Tomber en quenouille
Être laissé à l’abandon.
Se dit de quelque chose qui perd sa valeur ou sa force.
La quenouille est un attribut typiquement féminin d’antan, c’est un bâton dont l’extrémité est garnie de laine, de chanvre ou de lin destinés à être filés. En effet, au Moyen Âge, le travail du filage de la laine avec le rouet et la quenouille était dévolu exclusivement aux femmes.
Le mot quenouille entre dans l’expression “tomber en quenouille”, dès le XVIe siècle, en désignant un domaine qui passe par succession dans les mains d’une femme. La quenouille étant un symbole féminin.
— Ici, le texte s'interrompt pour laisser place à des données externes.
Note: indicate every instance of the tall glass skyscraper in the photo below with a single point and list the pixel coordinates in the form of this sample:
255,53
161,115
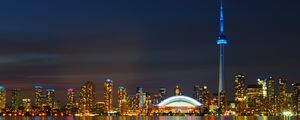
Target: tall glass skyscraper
108,88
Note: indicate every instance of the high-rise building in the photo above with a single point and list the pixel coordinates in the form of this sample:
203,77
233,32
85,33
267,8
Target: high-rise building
282,98
254,95
240,93
71,97
148,104
204,96
196,93
38,95
16,99
2,97
296,98
222,41
26,103
141,97
162,94
177,91
223,102
108,88
270,103
50,94
122,100
263,83
133,103
264,106
87,97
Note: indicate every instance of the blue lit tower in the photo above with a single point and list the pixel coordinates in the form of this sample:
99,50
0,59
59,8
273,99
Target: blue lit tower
221,42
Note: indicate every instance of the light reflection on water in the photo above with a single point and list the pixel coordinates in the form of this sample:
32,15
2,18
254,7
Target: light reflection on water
153,118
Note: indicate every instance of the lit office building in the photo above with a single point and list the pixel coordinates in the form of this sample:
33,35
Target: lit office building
122,100
156,98
223,102
133,103
264,106
2,97
100,108
196,93
71,97
270,101
204,96
162,93
16,99
177,91
38,96
148,104
26,103
282,98
254,95
87,97
239,93
108,88
296,98
50,94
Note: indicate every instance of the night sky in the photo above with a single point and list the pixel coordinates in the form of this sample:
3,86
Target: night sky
146,43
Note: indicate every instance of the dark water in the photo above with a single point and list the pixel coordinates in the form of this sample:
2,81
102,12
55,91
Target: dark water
152,118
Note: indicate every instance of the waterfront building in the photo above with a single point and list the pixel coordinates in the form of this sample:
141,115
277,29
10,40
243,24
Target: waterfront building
204,96
254,101
239,94
282,98
87,97
16,99
38,95
162,94
196,93
122,100
296,98
2,97
177,91
108,88
178,105
222,41
71,98
270,100
26,103
50,94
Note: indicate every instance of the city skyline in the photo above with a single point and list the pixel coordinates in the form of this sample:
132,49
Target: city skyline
158,43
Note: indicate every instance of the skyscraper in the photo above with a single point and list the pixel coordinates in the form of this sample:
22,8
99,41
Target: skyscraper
38,95
254,95
296,98
239,92
50,93
26,102
108,88
162,94
204,96
71,98
221,42
87,97
270,102
2,97
16,99
122,100
282,98
196,93
177,91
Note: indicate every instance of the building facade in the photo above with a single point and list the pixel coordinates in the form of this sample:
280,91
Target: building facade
108,88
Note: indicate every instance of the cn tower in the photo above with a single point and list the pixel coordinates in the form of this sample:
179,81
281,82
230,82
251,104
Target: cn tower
221,42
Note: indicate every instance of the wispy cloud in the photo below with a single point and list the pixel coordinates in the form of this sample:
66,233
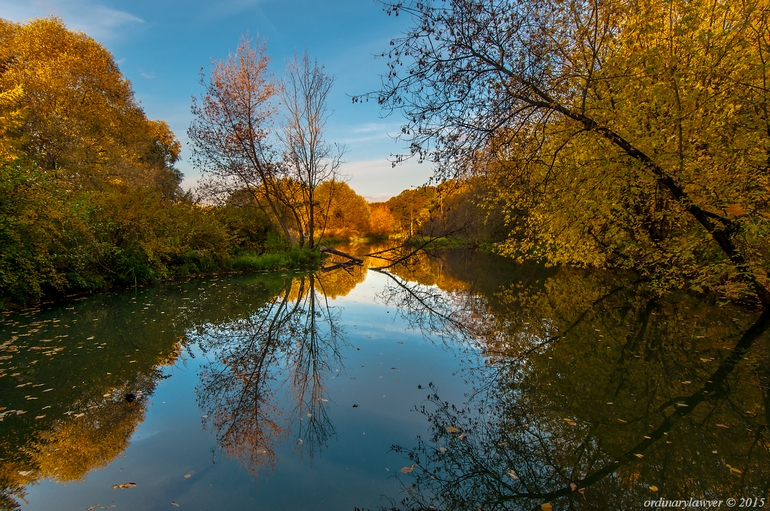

Par extension, en 1913, la locution “tomber en quenouille” se dit en parlant d’une chose qui perd sa valeur.
Peut-être que cette deuxième signification (la seule qui perdure actuellement) est-elle due à la piètre qualité de gestionnaire reconnue aux femmes à cette époque… Ainsi un bien légué à une femme devait-il forcément se dévaluer et donc “tomber en quenouille”. La quenouille a donc très vite été le symbole de caractères réputés alors typiquement féminins: la faiblesse et la déchéance.
De nos jours si l’expression “tomber en quenouille”‘ désigne toujours quelque chose qui est abandonné son lien direct avec la femme a été, heureusement, oublié!
En savoir plus:





novembre 7th, 2006 à 14:56
Au moyen âge, le fait pour un fief de tomber en quenouille n’avait rien de péjoratif, on signalait juste que le domaine n’avait plus de dirigeant mâle, ce qui est fort ennuyeux quand , dans une société divisée entre ceux qui travaillent, ceux qui prient et ceux qui se battent, voilà que vient à manquer l’élément qui protège.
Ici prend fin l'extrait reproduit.